The last four bases of the TATA box are more variable that the first four (8). This is due to a couple structural reasons. Previous studies have measured the variation of transcription activity with relation to point mutations of the 8-base coding TATA box. Results show that substitution of T1 with any other base drastically reduces transcription activity. This could be due to the presence of a proline residue (Pro191) (8). Due to the kink between base-pairs 1 and 2 created by Phe190 and Phe 207, Pro191 must pack its R-group against A1 of the anticoding strand (base-pair with T1) otherwise unfavorable steric hindrance occurs and favorable van der Waals’ interactions do not form. However, the residue symmetrical to Pro191 on TBP’s other domain is an alanine residue (Ala100), which does not cause the same steric restrictions on base selection (8). Alternating T-A… patterns are necessary because A-A… patterns (called A-tracts) prevents bending of minor groove necessary for formation of TATA-binding complex (8).

Another commonly studied relative of yeast-TBP(yTBP) is Arabidopsis thaliana-TBP(aTBP; PBD ID: 1VTL) (9). aTBP shares a 81% primary structure similarity with yTBP as shown by protein BLAST (E=7e-105) (1). All the residues of yTBP that interact with minor groove bases are conserved in aTBP. Regions of yTBP and aTBP that do not align are composed of residues that do not interact with either the sugar-phosphate backbone or bases of the TATA box. Residues differences that do exist are often conservative changes (i.e. – Leu334 to Ile334) (8). Secondary and tertiary structural similarities between yTBP and aTBP recapitulate the BLAST results as shown by DALI (Z=26.8) (6). Similar to yTBP, each domain of aTBP consists of a 5-stranded antiparallel ß-sheet and two α-helices (6, 8). Similarities on all three levels of protein organization are related to uniformity of TBP function and TATA box sequence homogeneity.

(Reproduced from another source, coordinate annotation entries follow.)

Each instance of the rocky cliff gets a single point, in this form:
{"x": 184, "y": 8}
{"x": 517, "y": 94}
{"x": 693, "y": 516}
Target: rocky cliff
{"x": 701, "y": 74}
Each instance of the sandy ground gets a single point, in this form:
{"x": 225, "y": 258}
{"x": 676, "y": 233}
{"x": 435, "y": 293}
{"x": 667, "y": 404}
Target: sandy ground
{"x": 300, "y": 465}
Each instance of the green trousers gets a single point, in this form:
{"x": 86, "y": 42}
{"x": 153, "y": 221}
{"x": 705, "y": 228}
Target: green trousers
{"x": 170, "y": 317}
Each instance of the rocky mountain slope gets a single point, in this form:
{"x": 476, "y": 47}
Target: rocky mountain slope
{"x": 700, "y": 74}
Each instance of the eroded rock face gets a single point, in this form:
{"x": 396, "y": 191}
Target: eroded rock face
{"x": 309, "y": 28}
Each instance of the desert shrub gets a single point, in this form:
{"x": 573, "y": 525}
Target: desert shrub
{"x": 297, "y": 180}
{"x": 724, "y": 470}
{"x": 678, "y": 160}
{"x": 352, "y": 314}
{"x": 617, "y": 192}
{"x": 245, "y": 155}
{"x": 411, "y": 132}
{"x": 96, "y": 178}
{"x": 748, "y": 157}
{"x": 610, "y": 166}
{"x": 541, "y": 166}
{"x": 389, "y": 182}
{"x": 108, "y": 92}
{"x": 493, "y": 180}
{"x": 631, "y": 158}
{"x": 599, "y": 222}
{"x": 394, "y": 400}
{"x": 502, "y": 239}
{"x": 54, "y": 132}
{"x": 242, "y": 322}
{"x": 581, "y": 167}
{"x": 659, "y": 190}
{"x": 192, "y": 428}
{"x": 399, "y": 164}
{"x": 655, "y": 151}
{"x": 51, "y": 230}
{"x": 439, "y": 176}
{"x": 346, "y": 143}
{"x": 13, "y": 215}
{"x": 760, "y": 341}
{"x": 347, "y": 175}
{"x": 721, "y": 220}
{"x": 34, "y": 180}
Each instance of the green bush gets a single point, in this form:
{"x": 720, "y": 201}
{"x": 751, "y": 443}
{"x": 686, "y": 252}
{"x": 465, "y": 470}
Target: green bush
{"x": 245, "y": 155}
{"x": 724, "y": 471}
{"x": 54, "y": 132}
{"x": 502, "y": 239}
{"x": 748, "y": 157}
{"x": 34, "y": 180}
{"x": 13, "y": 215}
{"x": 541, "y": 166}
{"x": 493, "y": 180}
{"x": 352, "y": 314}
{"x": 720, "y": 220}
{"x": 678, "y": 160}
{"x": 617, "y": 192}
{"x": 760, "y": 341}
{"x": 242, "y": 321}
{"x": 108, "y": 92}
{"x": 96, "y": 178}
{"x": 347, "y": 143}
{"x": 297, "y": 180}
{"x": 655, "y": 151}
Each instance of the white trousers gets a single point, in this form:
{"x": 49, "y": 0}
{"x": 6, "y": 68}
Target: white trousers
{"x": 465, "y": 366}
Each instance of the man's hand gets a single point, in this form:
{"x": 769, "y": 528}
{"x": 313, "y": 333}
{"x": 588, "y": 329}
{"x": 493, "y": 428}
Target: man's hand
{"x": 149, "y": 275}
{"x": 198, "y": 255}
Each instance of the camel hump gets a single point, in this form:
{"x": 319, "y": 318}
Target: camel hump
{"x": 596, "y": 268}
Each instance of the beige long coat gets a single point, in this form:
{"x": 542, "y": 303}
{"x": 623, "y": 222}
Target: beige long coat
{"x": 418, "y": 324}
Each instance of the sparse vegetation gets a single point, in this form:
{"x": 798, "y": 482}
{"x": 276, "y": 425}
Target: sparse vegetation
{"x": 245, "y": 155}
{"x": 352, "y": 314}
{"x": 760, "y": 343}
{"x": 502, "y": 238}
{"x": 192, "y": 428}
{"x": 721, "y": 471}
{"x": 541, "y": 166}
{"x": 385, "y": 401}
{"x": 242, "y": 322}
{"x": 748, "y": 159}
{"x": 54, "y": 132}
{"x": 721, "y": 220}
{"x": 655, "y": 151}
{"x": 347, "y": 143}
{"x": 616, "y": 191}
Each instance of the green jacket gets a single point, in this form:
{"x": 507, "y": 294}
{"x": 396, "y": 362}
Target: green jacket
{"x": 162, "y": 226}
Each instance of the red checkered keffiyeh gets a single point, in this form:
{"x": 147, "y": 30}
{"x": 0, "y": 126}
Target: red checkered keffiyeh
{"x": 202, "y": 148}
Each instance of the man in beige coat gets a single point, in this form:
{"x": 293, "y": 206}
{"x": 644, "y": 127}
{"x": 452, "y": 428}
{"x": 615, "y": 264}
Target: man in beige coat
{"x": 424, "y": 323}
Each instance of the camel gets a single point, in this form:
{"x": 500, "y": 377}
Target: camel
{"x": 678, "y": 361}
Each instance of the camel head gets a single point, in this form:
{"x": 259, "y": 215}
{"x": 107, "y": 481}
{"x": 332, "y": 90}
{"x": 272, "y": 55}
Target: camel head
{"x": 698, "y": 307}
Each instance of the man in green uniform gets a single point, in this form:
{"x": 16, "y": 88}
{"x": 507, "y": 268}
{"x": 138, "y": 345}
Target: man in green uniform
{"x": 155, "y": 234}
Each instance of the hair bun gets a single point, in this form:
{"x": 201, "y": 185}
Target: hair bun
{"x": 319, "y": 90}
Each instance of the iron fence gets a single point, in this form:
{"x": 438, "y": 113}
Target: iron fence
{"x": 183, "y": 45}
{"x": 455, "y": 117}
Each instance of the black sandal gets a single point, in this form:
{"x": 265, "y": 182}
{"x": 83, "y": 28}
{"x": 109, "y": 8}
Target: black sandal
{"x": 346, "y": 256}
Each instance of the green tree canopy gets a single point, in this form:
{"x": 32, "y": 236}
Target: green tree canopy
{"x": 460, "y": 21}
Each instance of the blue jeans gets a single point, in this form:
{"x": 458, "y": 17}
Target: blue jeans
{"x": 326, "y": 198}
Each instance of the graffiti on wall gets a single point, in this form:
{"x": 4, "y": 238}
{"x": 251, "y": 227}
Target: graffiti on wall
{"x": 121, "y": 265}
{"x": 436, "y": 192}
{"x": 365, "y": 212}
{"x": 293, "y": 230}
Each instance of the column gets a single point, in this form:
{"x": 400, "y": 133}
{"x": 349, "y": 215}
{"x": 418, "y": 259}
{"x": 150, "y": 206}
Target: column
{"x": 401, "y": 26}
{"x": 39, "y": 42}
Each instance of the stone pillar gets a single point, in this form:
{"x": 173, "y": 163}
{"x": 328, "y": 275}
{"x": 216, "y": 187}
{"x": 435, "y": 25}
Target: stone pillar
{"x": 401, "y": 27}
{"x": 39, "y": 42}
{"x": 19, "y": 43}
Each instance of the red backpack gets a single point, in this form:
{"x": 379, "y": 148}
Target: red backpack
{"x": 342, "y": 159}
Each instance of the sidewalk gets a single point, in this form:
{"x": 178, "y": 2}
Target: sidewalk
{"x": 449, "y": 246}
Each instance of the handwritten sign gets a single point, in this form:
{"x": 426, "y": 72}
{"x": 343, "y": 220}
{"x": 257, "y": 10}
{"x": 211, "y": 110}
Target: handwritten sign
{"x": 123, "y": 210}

The eukaryotic transcription begins with the assembly of the preinitiation complex (PIC-PDB ID: 3J1N) at the proper promoter (10). The PIC is made up of TBP, transcription factors, coregulators, and the RNA polymerase (2). TBP/TATA-box complex formation plays a central role in creating the PIC at TATA-containing promoters (2). Note that not all promoters contain a TATA box. These TATA-less promoters still require TBP for function. In Saccharomyces cerevisiae only about 19% of the genome contains promoters with TATA box (2). In Saccharomyces cerevisiae, data shows that genes regulated by a TATA box are genes that have the need for greater expressional flexibility, and tend to be upregulated under conditions of environmental stress like heat and starvation (2). In contrast, “housekeeping genes” that are inhibited by sress conditions tend to be TATA-less (2). While the presence of a TATA box does not automatically confer a stress-response function, it does point to a connection between TBP/TATA-box complex and cellular responses that are tightly regulated and require rapid, high transcriptional activity.